GNU General Public License v3.0
4 stars 5 forks source link

Issues with computeInteract #18

Closed Alkonost closed 6 years ago

Alkonost commented 6 years ago

When creating interaction terms using interactType = 1, computeInteract goes through the following procedure:

varCombs <- combn(colnames(data), 2)

filter <- varCombs[1, ] %in% mods

intTerms <- apply(varCombs[, filter], 2, function(x) paste0(x, collapse = "*"))

I've had issues with this because my moderators have at times been at the end of the data set, and therefore have only appeared on the first row in the last column of varCombs, which means that filter becomes a singular column vector, which breaks the apply statement.

We have a couple of humble suggestions for addressing this:

  1. Assuming you would like to retain the "filter" portion:

filter <- apply(varCombs, 2, function(x) any(x %in% mods))

intTerms <- apply(varCombs[, filter], 2, function(x) paste0(x, collapse = "*"))

  1. Or, to do the whole process in one step without filter or varCombs:

intTerms <- do.call(paste0, expand.grid(vars, "*", mods)) ##Assuming "vars" are all non-moderator observed variables

I have piloted both options in the debugger and they've worked.


Additionally, further in computeInteract, there is a function used to create the formula for the orthogonalization:

form <- as.formula(paste0("~", paste(paste0(intTerms, collapse = " + "), paste0(unique(varCombs[, filter]), collapse = " - "), sep = " - ")))

Currently, since varCombs[, filter] is a matrix, unique will not work as intended and instead add multiple versions of the same predictor. This does not seem to interfere with the orthogonalization process because lm.fit is smart enough to not use the same predictor twice, but it does make the formula very cumbersome to look at. Perhaps unique(varCombs[1,filter]) could be a solution for this.

ppanko commented 6 years ago

Whoops, logged in on the wrong account.

kylelang commented 6 years ago

@ppanko, I think I've fixed this in the latest commit to the "develop" branch. Can you check that the issue no longer occurs in your particular use-case?

ppanko commented 6 years ago

Seems like it works - I can't remember the precise use-case that caused me to run in to this issue so we will continue testing. Unfortunately, it looks like there's a bug when using the copy function with prepData, for example:

cleanData <- prepData(
    rawData   = iris2,
    nomVars   = "Species",
    ordVars   = "Petal.Width",
    idVars    = "ID",
    dropVars  = "Junk",
    groupVars = "Species",
    moderators = "Species"
)

cleanData_copy <- cleanData$copy()

## Error: invalid assignment for reference class field ‘methVec’, should be from class “vector” or a  subclass (was class “NULL”)
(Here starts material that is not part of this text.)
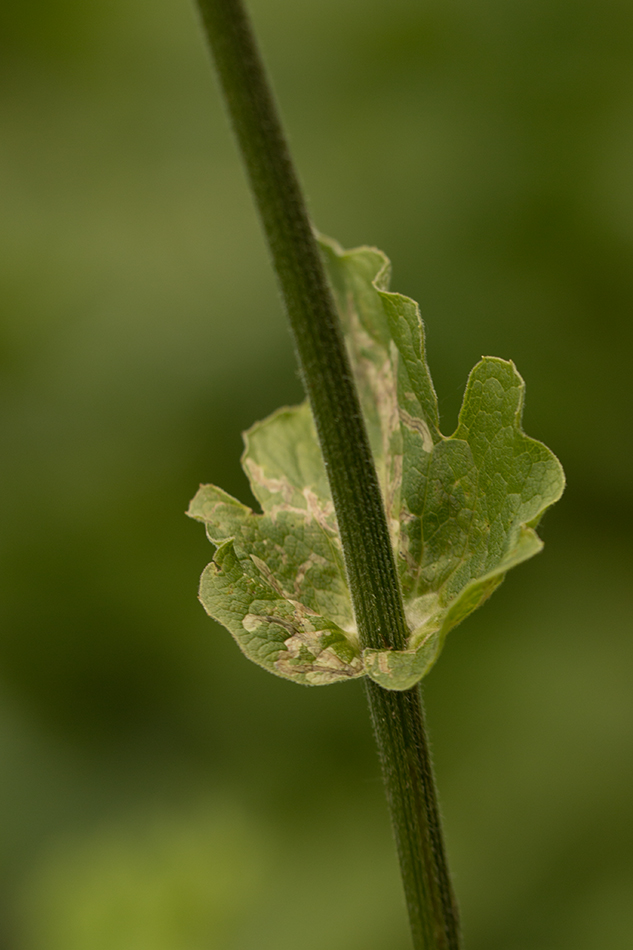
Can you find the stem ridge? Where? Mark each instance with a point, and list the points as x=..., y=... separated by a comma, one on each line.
x=397, y=717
This is linked to the new way you are initializing the PcAuxData object in prepData - the R copy() police are expecting the PcAuxData reference class to immediately have a field called methVec that is a "vector", but since it's not initialized in prepData any more, R throws an error. This may also be the case with other fields further down that are no longer initialized by prepData.

kylelang commented 6 years ago

@ppanko, you're right. The bug with the copy() function as well as the bug described in Issue #21 both seem to stem from my attempts to streamline the initialize() function.

kylelang commented 6 years ago

Okay, I think the issue with the copy() function should now be resolved. If not, please open a new issue specifically for that problem.